Bulk Freight: Freight that is no tin packages or containers.

Cabover: Designed so that a cab sits over the engine on the chassis.

CDL: The commercial driver’s license that authorizes an individual to operate commercial motor vehicles over 26,001 pounds.

Cartage Company: A motor carrier that provides local pickup and delivery.

Clearance Lights: The lights on top of the front and rear of the trailer.

Common Carrier: A freight transportation company, that serves the public.

CB (Citizens Band Radio): The radio that is used by truckers to communicate with each other.

Clutch Brake: The clutch brake is engaged when you push the clutch all the way to the floor. A driver only does this when they are stopped and need to get the truck into gear.

Detention: Extra driver pay for time spent waiting at a customer facility.

Dock Lock: A safety device that hooks to your trailer’s bumper when you are backed up to a loading dock.

Drivetrain: All the mechanical components that transmits the engine’s power to the rear wheels.

Fifth Wheel: A coupling device attached to a dolly or tractor.

Freight: The cargo you are hauling.

Gross Axle Weight Rating (GAWR): The maximum weight axle rating, including the weight of the axle itself and the distribution of the vehicle weight carried by the axle.

Gross Combination Weight (GCW): The cumulative weight of a loaded vehicle.

Grade: A significant change of elevation.

Hazmat: Hazardous materials, as classified by the United States Environmental Protection Agency.

Jackknife: Positioning a trailer at an acute angle to the tractor.

Landing Gear: A set of retractable legs that support the front-end of a semitrailer when uncoupled to a tractor.

Log Book: The book in which truck drivers record their trucking activities.

Piggyback: A semi-trailer built with reinforcements to withstand transport by a railroad flatcar.

Pigtail: The electrical line supplying electric power from the tractor to the trailer. A pigtail is coiled like a pig’s tail.

Omnitracs: A satellite tracking device and communication tool that can be used to monitor speed, braking, idling, and other barometers of the driver’s efficiency.

Receiver: The customer who accepts your delivery.

Reefer: A refrigerated trailer, where the temperature is controlled by a refrigeration unit.

Runaway Truck Ramp: An emergency escape ramp used on seep downgrades for trucks that have lost braking power.

Seal: A plastic or metal band placed on the trailer door latch.
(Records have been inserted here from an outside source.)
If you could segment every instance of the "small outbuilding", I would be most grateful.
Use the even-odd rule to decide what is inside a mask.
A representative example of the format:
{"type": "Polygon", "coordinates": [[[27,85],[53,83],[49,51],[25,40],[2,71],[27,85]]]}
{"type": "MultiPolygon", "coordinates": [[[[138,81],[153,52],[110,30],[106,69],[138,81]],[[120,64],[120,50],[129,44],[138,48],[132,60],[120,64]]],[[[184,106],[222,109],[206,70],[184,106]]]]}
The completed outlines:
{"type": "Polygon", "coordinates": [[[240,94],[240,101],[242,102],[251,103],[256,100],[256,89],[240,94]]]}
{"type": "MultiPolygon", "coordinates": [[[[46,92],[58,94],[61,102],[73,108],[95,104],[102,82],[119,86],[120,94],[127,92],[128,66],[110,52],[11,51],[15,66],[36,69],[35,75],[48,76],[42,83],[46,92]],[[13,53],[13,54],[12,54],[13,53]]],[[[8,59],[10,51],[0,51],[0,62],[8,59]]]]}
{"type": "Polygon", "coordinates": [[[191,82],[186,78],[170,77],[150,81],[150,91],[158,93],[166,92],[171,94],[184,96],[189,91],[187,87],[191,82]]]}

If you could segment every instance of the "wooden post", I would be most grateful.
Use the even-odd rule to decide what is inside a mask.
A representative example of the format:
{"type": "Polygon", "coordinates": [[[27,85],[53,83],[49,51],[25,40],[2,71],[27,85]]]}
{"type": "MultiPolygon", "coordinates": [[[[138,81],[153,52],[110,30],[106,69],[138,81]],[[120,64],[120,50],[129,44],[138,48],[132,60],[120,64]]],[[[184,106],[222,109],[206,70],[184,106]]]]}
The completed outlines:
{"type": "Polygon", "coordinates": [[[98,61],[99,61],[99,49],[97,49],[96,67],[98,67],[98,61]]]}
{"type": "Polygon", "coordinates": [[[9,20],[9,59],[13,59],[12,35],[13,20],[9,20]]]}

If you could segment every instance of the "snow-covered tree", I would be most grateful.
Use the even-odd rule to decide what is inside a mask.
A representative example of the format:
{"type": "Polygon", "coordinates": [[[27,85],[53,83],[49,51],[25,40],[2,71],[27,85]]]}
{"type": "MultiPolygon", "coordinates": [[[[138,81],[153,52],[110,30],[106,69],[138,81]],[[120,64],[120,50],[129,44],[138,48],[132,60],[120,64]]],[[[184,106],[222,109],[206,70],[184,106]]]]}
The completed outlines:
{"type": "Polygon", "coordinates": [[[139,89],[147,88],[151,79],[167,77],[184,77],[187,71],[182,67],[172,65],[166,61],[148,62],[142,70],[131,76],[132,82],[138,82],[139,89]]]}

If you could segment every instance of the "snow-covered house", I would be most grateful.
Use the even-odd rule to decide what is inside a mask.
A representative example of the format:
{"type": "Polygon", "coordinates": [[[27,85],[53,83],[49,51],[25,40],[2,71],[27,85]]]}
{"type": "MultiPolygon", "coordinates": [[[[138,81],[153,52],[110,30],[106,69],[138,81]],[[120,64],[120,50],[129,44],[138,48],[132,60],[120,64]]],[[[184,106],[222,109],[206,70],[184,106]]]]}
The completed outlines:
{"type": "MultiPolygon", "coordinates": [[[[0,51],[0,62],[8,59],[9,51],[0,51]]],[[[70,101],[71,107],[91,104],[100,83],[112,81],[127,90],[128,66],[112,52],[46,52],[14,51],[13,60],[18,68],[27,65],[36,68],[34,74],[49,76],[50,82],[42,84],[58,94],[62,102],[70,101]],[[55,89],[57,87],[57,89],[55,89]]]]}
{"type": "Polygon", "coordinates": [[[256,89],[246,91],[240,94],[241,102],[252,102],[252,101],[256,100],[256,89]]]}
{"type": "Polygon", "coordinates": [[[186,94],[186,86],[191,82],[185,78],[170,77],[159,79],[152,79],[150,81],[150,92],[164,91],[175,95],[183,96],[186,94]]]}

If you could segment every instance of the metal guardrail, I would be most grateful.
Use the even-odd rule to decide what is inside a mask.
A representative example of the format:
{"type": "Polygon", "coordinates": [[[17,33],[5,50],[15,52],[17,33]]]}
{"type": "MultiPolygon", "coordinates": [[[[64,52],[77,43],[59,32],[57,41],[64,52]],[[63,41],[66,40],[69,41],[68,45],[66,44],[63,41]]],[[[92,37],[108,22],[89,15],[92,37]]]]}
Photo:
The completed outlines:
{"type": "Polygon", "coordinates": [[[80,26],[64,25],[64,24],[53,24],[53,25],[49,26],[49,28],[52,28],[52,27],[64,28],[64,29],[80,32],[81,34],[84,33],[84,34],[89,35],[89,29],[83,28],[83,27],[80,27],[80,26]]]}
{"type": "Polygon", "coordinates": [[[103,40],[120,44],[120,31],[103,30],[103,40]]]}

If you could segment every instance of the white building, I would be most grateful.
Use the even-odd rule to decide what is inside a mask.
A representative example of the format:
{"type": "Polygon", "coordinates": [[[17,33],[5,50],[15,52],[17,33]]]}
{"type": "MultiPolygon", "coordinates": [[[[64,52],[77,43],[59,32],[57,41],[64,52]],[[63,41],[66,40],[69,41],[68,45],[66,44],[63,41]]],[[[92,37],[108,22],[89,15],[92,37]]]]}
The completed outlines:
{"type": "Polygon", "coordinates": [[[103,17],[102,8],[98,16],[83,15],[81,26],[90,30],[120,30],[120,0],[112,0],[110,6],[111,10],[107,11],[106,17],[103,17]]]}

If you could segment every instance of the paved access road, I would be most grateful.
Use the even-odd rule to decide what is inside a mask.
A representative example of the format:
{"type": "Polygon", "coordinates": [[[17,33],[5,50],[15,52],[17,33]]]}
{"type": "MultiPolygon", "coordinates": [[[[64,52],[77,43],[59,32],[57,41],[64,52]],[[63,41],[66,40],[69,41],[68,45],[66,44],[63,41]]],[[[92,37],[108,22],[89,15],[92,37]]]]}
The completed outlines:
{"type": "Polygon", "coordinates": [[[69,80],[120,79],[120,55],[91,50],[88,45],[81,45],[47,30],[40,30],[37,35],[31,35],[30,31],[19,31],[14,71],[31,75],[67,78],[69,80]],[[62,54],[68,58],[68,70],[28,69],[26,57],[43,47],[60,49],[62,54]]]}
An intact seal ensures that the trailer doors have not been opened and the cargo is untouched.

Shag: A local delivery, or trailer movement.

Sleeper: A sleeping compartment situated behind the tractor’s cab.

Sliding Fifth Wheel: A fifth wheel with a sliding mechanism which allows it to be adjusted to distribute the weight of the axles.

Transportation Definitions

Here are some trucker talk transportation definitions.

Motor Carrier: A company that provides truck transportation.

Private Carrier: A company that provides truck transportation of its own cargo.

For-Hire Carrier: A company that provides truck transportation of cargo belonging to others and is paid for doing so.

Freight Forwarder: A company that arranges for the truck transportation of cargo belonging to others, utilizing for-hire carriers to provide the actual transportation.

Broker: A company that arranges for the truck transportation of cargo belonging to others, utilizing for-hire carriers to provide the actual truck transportation. The broker dos not assume responsibility for the cargo and usually does not take possession of the cargo.

Getting to know some trucker talk is not only beneficial to you and other truckers on the road, but it will be a great way to begin your trucking career. Good luck in your trucking career.